Строительная площадка кишела людьми и механизмами; и над всем этим гул машин, выкрики, треск транзисторов поднимались, смешиваясь воедино, в бледно-голубое небо. Недавно прошел дождь и покрыл черную поверхность маленькими прозрачными лужицами, каждая из которых отражала слабый серебристо-голубоватый свет. Оранжевые чудовища огромными клешнями скребли черствую землю, цемент с грохотом вращался в огромных барабанах. На некотором расстоянии уже поднимался стальной скелет будущего строения.

Дом пастора был виден издалека — красное пятнышко в самом низу грациозной и величественной серой башни Рена. Маркус проделал путь по истоптанной мостовой, мимо зычно перекликающихся мужчин, мимо плавно маневрирующих грузовиков. Что ему понадобилось в доме пастора? Зачем, скажите на милость, он шел туда? Во время мрачных церемоний, связанных со смертью Карла, и за тот месяц, или чуть больше, который прошел с тех пор, он несколько раз видел Мюриэль. Но Элизабет не показывалась ни тогда, ни после. Он предлагал помощь, но Мюриэль спокойно и вежливо отказывалась от нее. Самоубийство отца как будто нисколько не взволновало ее. Она отвергала любую помощь, и сегодня Маркус мог бы не приходить. Он пришел просто как зритель, потакая собственному болезненному любопытству.

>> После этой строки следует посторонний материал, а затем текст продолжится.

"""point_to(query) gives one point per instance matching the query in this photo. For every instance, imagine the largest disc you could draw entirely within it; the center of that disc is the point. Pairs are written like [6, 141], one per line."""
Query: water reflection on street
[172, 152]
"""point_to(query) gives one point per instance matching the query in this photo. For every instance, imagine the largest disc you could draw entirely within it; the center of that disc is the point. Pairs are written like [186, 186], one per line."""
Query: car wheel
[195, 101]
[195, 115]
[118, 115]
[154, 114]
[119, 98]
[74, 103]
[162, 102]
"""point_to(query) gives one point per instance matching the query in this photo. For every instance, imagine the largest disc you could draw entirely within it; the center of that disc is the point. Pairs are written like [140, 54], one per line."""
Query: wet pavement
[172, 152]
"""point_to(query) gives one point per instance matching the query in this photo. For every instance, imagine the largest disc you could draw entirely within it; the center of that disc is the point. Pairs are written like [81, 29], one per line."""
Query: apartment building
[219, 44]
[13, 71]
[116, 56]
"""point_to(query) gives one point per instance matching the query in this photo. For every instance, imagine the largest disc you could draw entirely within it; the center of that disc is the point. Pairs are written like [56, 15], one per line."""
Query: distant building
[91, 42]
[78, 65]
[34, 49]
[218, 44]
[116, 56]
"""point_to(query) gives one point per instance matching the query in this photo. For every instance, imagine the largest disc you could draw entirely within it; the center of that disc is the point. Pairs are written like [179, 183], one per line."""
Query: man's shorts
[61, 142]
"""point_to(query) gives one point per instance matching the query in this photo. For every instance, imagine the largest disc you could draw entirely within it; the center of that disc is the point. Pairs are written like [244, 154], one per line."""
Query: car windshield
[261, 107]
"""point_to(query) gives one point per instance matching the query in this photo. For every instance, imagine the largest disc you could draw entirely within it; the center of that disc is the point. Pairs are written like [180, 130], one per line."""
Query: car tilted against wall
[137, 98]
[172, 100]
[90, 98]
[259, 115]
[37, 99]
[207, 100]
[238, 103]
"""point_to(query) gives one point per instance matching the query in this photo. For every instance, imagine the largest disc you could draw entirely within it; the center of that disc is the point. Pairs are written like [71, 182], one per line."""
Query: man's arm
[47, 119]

Маркус жил в каком-то новом времени, во времени «после смерти Карла». Все это казалось уже чем-то далеким, как бы состарившимся. Когда ужасное известие настигло его, он остался ни с чем, без смысла и цели. Карл представлял собой некий наполненный глубочайшим смыслом символ. Маркус готов был размышлять о Карле, бороться с Карлом, страдать из-за Карла, возможно, даже спасти Карла. Неожиданно расстаться — вот к этому он не был готов. Брат ушел, а извечная любовь к нему осталась, и Маркус не знал, что с ней делать. Чуть больше открытости с его стороны, чуть больше понимания, даже резкости — и Карл был бы спасен? Может, Карл ждал чего-то от него, а он не понял?

От чего умер Карл? Какой демон, какой призрак оказался настолько ужасным, что и эта яростная жизненная сила не выдержала, погасла? Если Карл отчаялся, то с чем было сходно его отчаяние? А может, он прежде все хорошо обдумал и просто ушел — совершил еще один шаг, как оказалось, последний, на длинном, полном тихого цинизма пути? Соединим ли этот поступок с той бушевавшей в Карле страстью, перед которой Маркус готов был склониться? А не сыграла ли в смерти Карла роковую роль какая-нибудь случайность? Мог ли он умереть от дурного расположения духа?